Introduction
S is a lexical richness measure that uses the word frequency lists developed by Kojima (2011). It is specifically designed to assess the lexical richness of texts used in second language teaching and testing. In this respect, it bears a resemblance to the Lexical Frequency Profile (Laufer and Nation,1995), P_Lex (Meara and Bell, 2001) and Advanced TTR and Advanced Guiraud (Daller et al., 2003). However, Kojima and Yamashita (under review) have examined the text-length dependency and reliability of these measures, and their results suggest that S is the most robust with short L2 texts, as compared to the major alternatives.
Program for calculating S values
How S works
S represents the word-frequency level where text coverage is expected to
reach 100%, as estimated by the text coverage ratios across different frequency
ranks. The practical procedure for estimating the value of S is described
below (Kojima and Yamashita, under review).
- Sample 50 successive words, beginning with the first word in a text.
- Estimate the cumulative text coverage rates at six levels: the most frequent
500, 1000, 1500, 2000, 2500, and 3000 words.
- Sample 50 successive words again, beginning with the second word in the
text, and repeat step 2.
- In this way, the first and last of the 50 successive words shift by one
each time until the last word of the text is chosen as the first word or
‘headword’ of the sample. When are not enough words following the
headword (that is, toward the end of the text), the number of words required
to make up the shortfall is taken from the beginning.
- An empirical curve of the cumulative text coverage ratio is produced from
the data, and the computer program adjusts the value of S to find the best
fit between the empirical curve and the theoretical curves calculated by
the model.
Word lists
The word lists used for S are based on the spoken section of the British
National Corpus (BNC). They were developed by Nation and are available
on his website ( http://www.victoria.ac.nz/lals/staff/paul-nation.aspx/ ). The original twelve lists consist of high frequency words, each containing
1000 word families. To estimate S, only the first three lists are used,
because the text coverage rate of the first 3000 words from the BNC is
around 90% across various texts (Nation, 2004, 2006) and the occurrence
of lower-frequency words is closely related to the topic or the subject
of the text (Nation and Waring, 1997). In order to calculate S, Kojima
(2011) investigated the frequency rank of each word family from the lists
in the spoken section of the BNC. Here are some examples of word families
from one of the lists.
Advantages of S
S has several methodological advantages compared to other word-list–based
measures of lexical richness (Kojima and Yamashita, under review). First,
S sums up the complex distribution of words used by a given learner across
different frequency ranks, yielding a single value. Other advantages of
S include that its scores are intuitively easy to interpret: for instance,
a score of 3429 implies that the text coverage rate is expected to reach
100% at the frequency rank of 3429. In other words, S represents the overall
frequency level of all the words in a text.
References
- Daller, H., van Hout, R., & Treffers-Daller, J. (2003).
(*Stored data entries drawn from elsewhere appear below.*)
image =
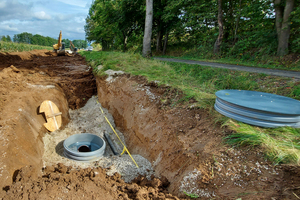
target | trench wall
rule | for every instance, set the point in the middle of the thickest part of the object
(149, 130)
(22, 131)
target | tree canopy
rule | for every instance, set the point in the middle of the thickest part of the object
(42, 40)
(249, 26)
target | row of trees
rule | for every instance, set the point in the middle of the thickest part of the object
(5, 39)
(42, 40)
(223, 26)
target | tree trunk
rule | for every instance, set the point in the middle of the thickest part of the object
(124, 42)
(148, 29)
(221, 30)
(283, 25)
(165, 43)
(237, 22)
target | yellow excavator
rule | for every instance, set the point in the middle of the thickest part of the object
(59, 48)
(73, 48)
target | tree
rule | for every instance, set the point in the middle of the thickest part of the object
(113, 23)
(283, 13)
(3, 38)
(8, 39)
(221, 30)
(148, 29)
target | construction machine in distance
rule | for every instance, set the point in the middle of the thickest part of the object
(59, 48)
(73, 48)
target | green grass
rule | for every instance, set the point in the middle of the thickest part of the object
(200, 83)
(18, 47)
(261, 61)
(281, 145)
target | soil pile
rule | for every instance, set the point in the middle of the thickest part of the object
(185, 145)
(61, 182)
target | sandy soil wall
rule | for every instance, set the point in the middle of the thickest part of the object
(164, 136)
(21, 124)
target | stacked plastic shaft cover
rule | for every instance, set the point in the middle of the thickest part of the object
(258, 108)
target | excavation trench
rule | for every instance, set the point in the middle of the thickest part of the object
(181, 145)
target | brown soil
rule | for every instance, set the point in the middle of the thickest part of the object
(183, 143)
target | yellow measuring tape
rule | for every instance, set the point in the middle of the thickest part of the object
(124, 149)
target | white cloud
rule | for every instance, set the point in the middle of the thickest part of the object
(79, 3)
(6, 27)
(42, 15)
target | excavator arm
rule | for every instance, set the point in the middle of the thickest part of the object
(59, 48)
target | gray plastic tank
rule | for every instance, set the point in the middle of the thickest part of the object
(84, 147)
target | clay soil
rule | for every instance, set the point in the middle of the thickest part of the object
(183, 143)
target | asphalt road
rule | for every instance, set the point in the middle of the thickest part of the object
(274, 72)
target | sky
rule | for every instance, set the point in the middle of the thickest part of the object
(44, 17)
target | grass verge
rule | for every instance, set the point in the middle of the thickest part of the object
(200, 82)
(18, 47)
(289, 62)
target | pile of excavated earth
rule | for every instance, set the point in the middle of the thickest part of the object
(179, 151)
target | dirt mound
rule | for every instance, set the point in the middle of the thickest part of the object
(61, 182)
(185, 145)
(70, 73)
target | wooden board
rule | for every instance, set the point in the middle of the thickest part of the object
(53, 115)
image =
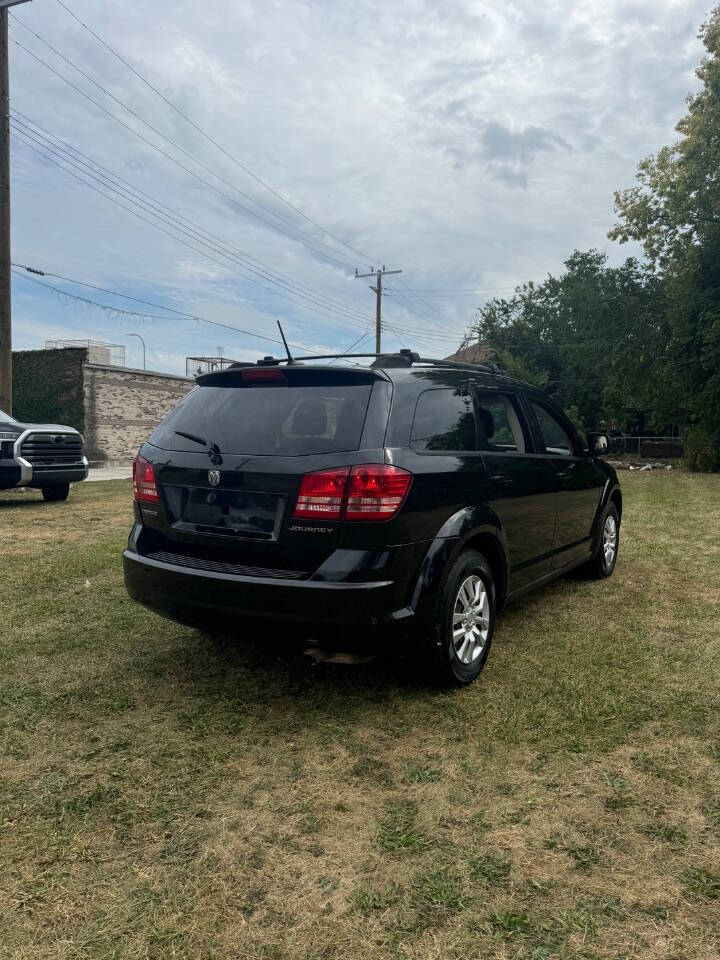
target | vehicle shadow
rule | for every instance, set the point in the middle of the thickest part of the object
(261, 675)
(16, 504)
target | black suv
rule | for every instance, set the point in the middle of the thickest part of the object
(349, 502)
(43, 455)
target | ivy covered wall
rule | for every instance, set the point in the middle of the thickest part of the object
(48, 386)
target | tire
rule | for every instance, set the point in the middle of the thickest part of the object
(457, 661)
(58, 491)
(603, 563)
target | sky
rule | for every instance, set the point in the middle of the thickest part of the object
(246, 158)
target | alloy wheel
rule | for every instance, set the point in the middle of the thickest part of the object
(610, 540)
(471, 619)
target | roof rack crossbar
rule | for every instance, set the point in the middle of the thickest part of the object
(407, 358)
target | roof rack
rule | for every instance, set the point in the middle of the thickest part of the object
(403, 358)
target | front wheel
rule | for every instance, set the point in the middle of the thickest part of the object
(603, 563)
(465, 621)
(58, 491)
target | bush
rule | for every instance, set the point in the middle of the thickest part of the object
(702, 450)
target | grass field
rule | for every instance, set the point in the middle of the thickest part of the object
(164, 794)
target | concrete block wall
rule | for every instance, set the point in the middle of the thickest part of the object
(123, 407)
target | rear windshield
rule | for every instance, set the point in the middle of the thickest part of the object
(282, 421)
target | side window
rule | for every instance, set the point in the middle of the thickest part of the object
(499, 428)
(558, 441)
(444, 422)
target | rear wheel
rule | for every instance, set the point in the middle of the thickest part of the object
(58, 491)
(465, 621)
Lexical richness
in spontaneous speech of bilinguals. Applied Linguistics, 24 (2), 197-222.
- Kojima, M. (2011). An argument-based approach to validate S: A newly developed
measure of lexical richness. Poster presented at the Corpus Linguistics
2011, Birmingham.
- Kojima, M., & Yamashita, J. (2014). Reliability of lexical richness
measures based on word lists in short second language productions. System: An International Journal of Educational Technology and Applied Linguistics, 42, 23-33.
- Laufer, B., & Nation, P. (1995). Vocabulary Size and Use: Lexical Richness
in L2 Written Production. Applied Linguistics, 16 (3), 307-322.
- Meara, P., & Bell, H. (2001). P_Lex: A simple and effective way of
describing the lexical characteristics of short L2 texts. Prospect, 16 (3), 5-19.
- Nation, I. S. P. (2004). A study of the most frequent word families in
the British National Corpus. In P. Bogaards, & B. Laufer (Eds.), Vocabulary in a second language: Selection, acquisition and testing (pp. 3-13). Amsterdam and Philadelphia: John Benjamins.
- Nation, I. S. P. (2006). How large a vocabulary is needed for reading and
istening? Canadian Modern Language Review, 63 (1), 59-82.
- Nation, I. S. P., & Waring, R. (1997). Vocabulary size, text coverage
and word lists. In N. Schmitt, & M. J. McCarthy (Eds.), Vocabulary: Description, acquisition and pedagogy (pp. 6-19). Cambridge University Press.